Force-directed neural graph showing domain clusters, memories, entities, and discussions connected by typed edges.
Memories organized by biological consolidation stage. Each column shows decay rate, vulnerability, and plasticity. Memory cards display domain, heat, importance, and emotional tags.
Horizontal flow from domains through the write gate into consolidation stages. Block height reflects importance, color indicates domain.
Click any node for full context. Discussion nodes show session timeline, tools used, keywords, and a full conversation viewer. Memory nodes show biological meters (encoding strength, interference, schema match) and git diffs.
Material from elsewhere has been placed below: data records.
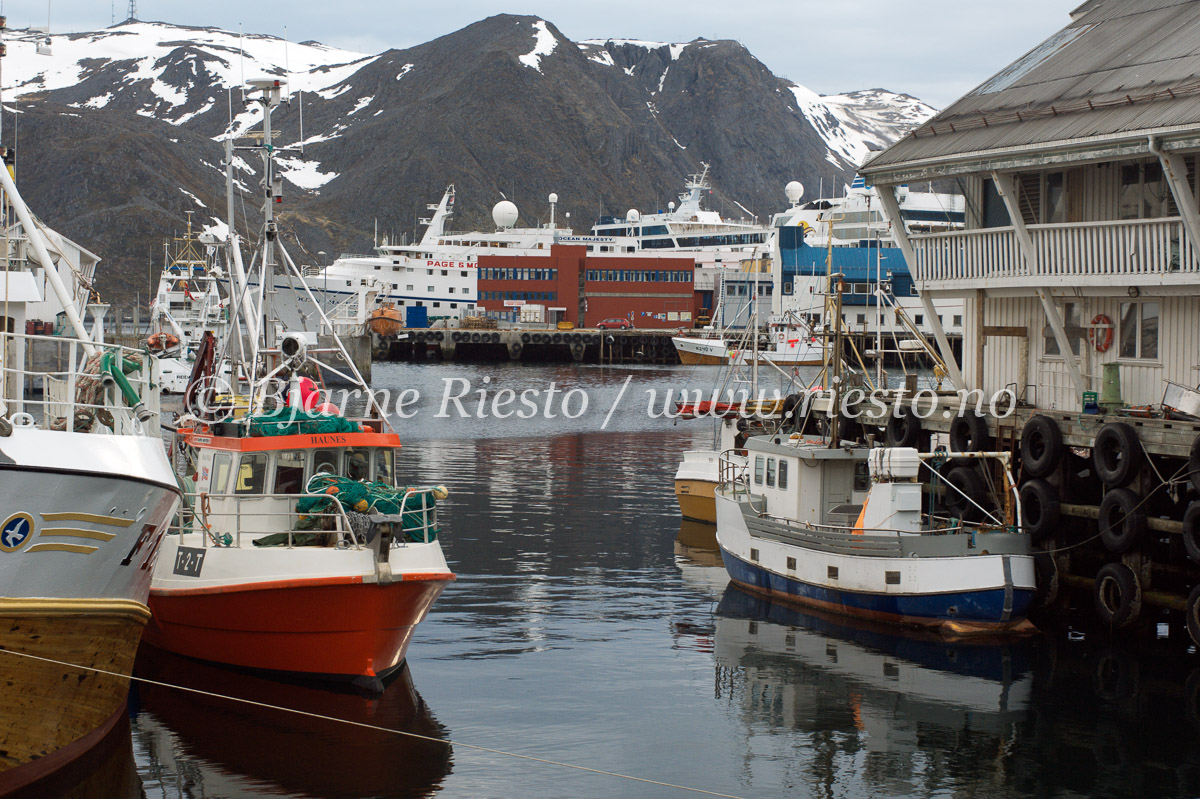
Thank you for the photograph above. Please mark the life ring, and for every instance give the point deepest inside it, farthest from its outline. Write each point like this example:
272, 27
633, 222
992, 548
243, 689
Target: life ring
1101, 337
1117, 595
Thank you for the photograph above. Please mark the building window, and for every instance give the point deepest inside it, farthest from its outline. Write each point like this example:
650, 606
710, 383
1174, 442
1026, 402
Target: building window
1138, 330
1071, 322
1143, 193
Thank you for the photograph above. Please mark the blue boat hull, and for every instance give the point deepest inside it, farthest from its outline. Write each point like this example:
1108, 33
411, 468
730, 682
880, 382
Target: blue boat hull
954, 612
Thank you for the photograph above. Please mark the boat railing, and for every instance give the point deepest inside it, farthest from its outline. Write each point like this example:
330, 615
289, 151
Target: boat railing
239, 520
52, 382
733, 472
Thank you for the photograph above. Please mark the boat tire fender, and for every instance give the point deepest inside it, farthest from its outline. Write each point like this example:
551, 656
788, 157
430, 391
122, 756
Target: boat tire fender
969, 433
903, 430
1194, 464
1041, 509
1192, 610
1116, 454
1121, 521
1042, 446
1192, 532
1117, 595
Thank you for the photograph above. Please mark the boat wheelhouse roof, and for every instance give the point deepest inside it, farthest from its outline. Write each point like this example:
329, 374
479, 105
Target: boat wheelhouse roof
1121, 71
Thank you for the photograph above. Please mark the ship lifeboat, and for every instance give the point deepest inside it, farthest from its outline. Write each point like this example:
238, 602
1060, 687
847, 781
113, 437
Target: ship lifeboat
385, 320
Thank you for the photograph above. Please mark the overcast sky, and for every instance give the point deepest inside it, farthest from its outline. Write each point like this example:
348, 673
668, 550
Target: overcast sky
934, 49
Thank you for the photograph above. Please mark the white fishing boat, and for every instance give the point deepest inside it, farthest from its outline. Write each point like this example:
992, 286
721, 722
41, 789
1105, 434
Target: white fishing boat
850, 530
303, 552
186, 305
85, 496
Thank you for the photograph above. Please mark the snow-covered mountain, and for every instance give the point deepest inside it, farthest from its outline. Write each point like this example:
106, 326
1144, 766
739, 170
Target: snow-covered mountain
504, 106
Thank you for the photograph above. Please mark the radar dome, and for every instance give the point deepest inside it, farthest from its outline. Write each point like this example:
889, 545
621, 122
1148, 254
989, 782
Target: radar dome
504, 214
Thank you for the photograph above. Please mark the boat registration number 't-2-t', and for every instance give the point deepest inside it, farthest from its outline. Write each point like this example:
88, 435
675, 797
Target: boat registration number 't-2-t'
189, 562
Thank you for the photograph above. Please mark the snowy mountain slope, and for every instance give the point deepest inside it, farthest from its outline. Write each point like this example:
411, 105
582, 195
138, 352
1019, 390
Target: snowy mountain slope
507, 106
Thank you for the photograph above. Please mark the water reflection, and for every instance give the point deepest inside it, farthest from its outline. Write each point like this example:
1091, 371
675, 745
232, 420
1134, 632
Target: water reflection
193, 745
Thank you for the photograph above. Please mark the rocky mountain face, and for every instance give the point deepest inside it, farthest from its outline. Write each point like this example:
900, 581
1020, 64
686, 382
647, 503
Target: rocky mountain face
119, 132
Domain, emotion, and consolidation stage dropdowns. Toggle buttons for methodology, memories, knowledge, emotional nodes, protected/hot/global memories, and discussions.
Cortex is designed to work with a team of specialized agents. Each agent has scoped memory (agent_topic) while sharing critical decisions across the team.
Based on Wegner 1987: teams store more knowledge than individuals because each member specializes, and a shared directory tells everyone who knows what.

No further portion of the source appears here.